Yeah, this post violates what I'm about to say.
First, before I dig into any business plan discovery, we'll lay out the context for a while. And answer two questions that confront any new business. Why? and Why now?
The posts are obviously not presentations, but I'd like to use Doc Searl's "It's the Story, Stupid: Don't Let Presentation Software Keep You From Getting Your Story Across" as the framework for many of the blog posts here. Secondarily, I'll use the book One Page Business Plan as well.
To set context, I'll think a lot in terms of metaphor. Powerful stories have powerful metaphors. For instance, I'm intrigued by the blogs as public marketplaces, as fourth place refuges metaphor.
I was strolling in Pike Place Market just before Gnomedex 5.0.
It’s publicly-owned by the city and managed by the Pike Place Market Preservation and Development Authority. I learned from their Heritage Center signs that:
"The Pike Place Market began as a place where consumers could “Meet the Producer” and buy directly from farmers. These words also extend to artists and craftspeople, who must themselves sell the pieces they have made. They are required to meet customers in the Market at least once a week. Chances are, the person behind the table is the farmer, artisan, or business owner who grew or created the product you are now purchasing."
[The ‘producer’ is virtually any of us. Including 'consumers.']
“There is a difference between a public marketplace and a shopping mall – a difference in how the marketplace functions as a social setting meeting the human need to be with others.”
[Signs explain the citizen ballot vote to buy the private buildings to place into public ownership in 1971….]
“The 1971 vote also mandated that the Market continue its historic functions of supporting local farmers, incubating small, owner-operated businesses, and providing housing and services for low-income residents.”
[Mass production and the malling of America have left us disconnected from what we buy and who we buy from. And I like the idea of incubating small, artisan-based businesses.]
“Trade has linked human communities for thousands of years. Wherever people have gathered to share the surplus of their harvest, a market appeared. Many became established as major year-round trading centers, and with that exchange of knowledge and culture. Villages first developed at the crossroads of trade and the market place became their center. During the 1800s the Native tribes of the Puget Sound region, including the Duwamish, Suquamish, Tulalip, and Muckleshoot, traded and shared their knowledge, culture, and goods along the shores of Elliot Bay, near the very spot we now call Pike Place Market.
Today, markets, souks, and bazaars of the past remain the public center of the world’s cities and have become the true meeting places that bring local communities together.”
[I like how we share our bounty with others. Our overflowing surplus. I like how we come together.]
PLUS...
Via Johnnie:
James takes a day trip to the Fourth Estate.
However, it's the interaction between blogs that makes them so interesting and influential. A single blog can be akin to a ranting madman on the corner.
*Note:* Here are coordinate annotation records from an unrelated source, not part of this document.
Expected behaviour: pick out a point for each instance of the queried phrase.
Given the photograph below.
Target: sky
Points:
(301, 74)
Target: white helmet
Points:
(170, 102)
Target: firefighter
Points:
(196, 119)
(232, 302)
However, when linked together into massive intertwining communities they have the vibrancy and passion of an enormous street market, with information, opinions and whispers exchanging hands at light speed.
Via Hugh:
A nice thought from Caterina, which of course got me thinking about how it all fits in with English Cut:
As I was saying to Andy the other day, the marketplace used to be a human place, where people exchanged the goods they'd grown or made, and each exchange was an exchange between people. Now there are supermarkets and Walmart, and I had a conversation with a clerk at Borders who said that they were going to replace him with a system whereby your goods were tallied by an RFID reader as you walked out the door. There's something different about knowing the people who make your clothes and grow your food, and I think that this will be an enormous force going forward.
Via Johnza: The Fourth Place?
What would happen if instead of just thinking yourself simply in terms of your product or service – no matter what product or service you offer - instead you were driven by the vision of the internet becoming this 4th place, if you saw your mission to help make the internet exactly that? What would you do, what would you need?
Well, here are a few things I guess I would take from both the Clue/Hugh-train and the Starbucks/3rd place handbook:
- Be easy to find
- Be easy to use
- Be simple to understand
- Be consistent
- Be responsive
- Be fun to work for
So why not aspire to make your business just such a refuge or place? Not a physical one (unless you are in bricks and mortar retail), but rather as a welcome but as a virtual, psychological place, where your customers feel a sense of relief at arriving, where they find exactly what they want, and where they feel a need to keep coming back.